*entropart* is a package for *R* designed to estimate
diversity based on HCDT entropy or similarity-based entropy. This is a
short introduction to its use.

The *entropart* package allows estimating biodiversity
according to the framework based on HCDT entropy, the correction of its
estimation-bias (Grassberger 1988; Chao and Shen
2003; Chao and Jost 2015) and its transformation into equivalent
numbers of species (Hill 1973; Jost 2006; Marcon
et al. 2014). Estimation of diversity at arbitrary levels of
sampling, requiring interpolation or extrapolation (Chao et al. 2014) is available

Phylogenetic or functional diversity (Marcon and Hérault 2015) can be estimated, considering phyloentropy as the average species-neutral diversity over slices of a phylogenetic or functional tree (S. Pavoine, Love, and Bonsall 2009).

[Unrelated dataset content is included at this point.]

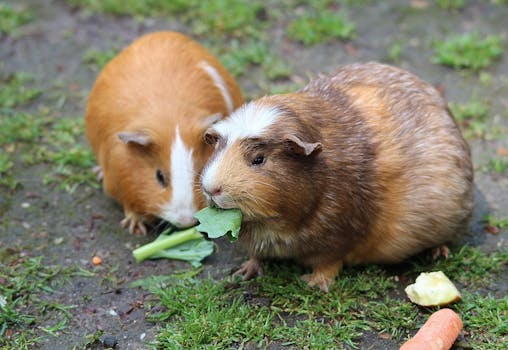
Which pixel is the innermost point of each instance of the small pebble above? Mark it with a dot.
(110, 342)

Similarity-based diversity (Leinster and Cobbold 2012) can be used to estimate (Marcon, Zhang, and Hérault 2014) functional diversity from a similarity or dissimilarity matrix between species without requiring building a dendrogram and thus preserving the topology of species (Sandrine Pavoine, Ollier, and Dufour 2005; Podani and Schmera 2007).

The classical diversity estimators (Shannon and Simpson entropy) can
be found in many R packages. *vegetarian* (Charney and Record 2009) allows calculating
Hill numbers and partitioning them according to Jost’s framework. Bias
correction is rarely available except in the *EntropyEstimation*
(Cao and Grabchak 2014) package which
provides the Zhang and Grabchak’s estimators of entropy and diversity
and their asymptotic variance (not included in *entropart*).

Community data is a numeric vector containing abundances of species (the number of individual of each species) or their probabilities (the proportion of individuals of each species, summing to 1).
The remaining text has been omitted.